There are two types of Limited Liability Companies namely: Private Limited Liability and Public Limited Liability Companies.

Screenshot 2020 09 18 at 10.10.10

Private Limited Liability Company:

This company is owned by a private person or individuals. It has a minimum of two (2) shareholders and a maximum of fifty (50)

Their financial obligation is not more than the amount they contribute to the business. Their shares cannot be sold at the stock exchange market (SEM), nor are the shares transferrable. The abbreviation “Ltd” is added to the company’s name. It is usually formed by friends and family members.

Advantages of a Private Limited Liability Company:

1. It enjoys privacy.

2. It is easy to control.

3. The management structure is simple.

4. The annual report may not be published.

Public Limited Liability Company

This is a company, set up by shareholders, who contribute money to establish a business. It is owned by a minimum of seven (7) and has no maximum.
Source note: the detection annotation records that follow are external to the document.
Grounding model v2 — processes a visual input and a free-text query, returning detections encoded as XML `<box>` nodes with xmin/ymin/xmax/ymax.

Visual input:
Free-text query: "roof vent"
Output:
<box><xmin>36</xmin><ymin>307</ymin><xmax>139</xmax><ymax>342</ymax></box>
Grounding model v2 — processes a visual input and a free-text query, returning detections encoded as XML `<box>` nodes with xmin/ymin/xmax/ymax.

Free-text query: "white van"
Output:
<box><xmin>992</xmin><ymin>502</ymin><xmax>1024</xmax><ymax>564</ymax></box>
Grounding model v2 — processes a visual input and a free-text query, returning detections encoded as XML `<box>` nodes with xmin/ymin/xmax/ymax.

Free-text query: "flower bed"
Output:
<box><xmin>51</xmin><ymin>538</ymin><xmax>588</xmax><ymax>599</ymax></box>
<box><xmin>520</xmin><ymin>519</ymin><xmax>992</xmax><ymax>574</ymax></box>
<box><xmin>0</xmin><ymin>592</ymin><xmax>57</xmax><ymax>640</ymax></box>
The objective of establishing the business is to make a profit.  The abbreviation “Plc” is added to its name, for example. First Bank of Nigeria Plc, John Holt Plc, Unilever Plc, etc.

First Bank of Nigeria.

The law allows the company to sell shares to the public, and the shares can be transferred. It can also trade its share in the Stock Exchange Market (SEM)

Public Limited Company is managed by a board of directors.

Advantages of Public Limited Liability Company:

  • It can sell shares to the public.
  • It is capable of expansion.
  • It can borrow money from the stock exchange market.
  • Its shares can be listed or quoted in the stock exchange market.
  • It is a legal entity.

Disadvantages of Public Limited Liability Company:

  • It is expensive to run.
  • It has no privacy.
  • It is difficult to manage.    
  • Decision-making is very slow.
  • It is very legalistic or formalistic.
  • The employees and customers are very far from the management.

Features of a Limited Liability Company:

  • Members of the management board (Board of Directors) are elected.
  • A member can increase his or her influence by buying more shares.
  • The income and expenditures of the company are public records and are usually published in Newspapers. Members and the general public will know how well the company is doing.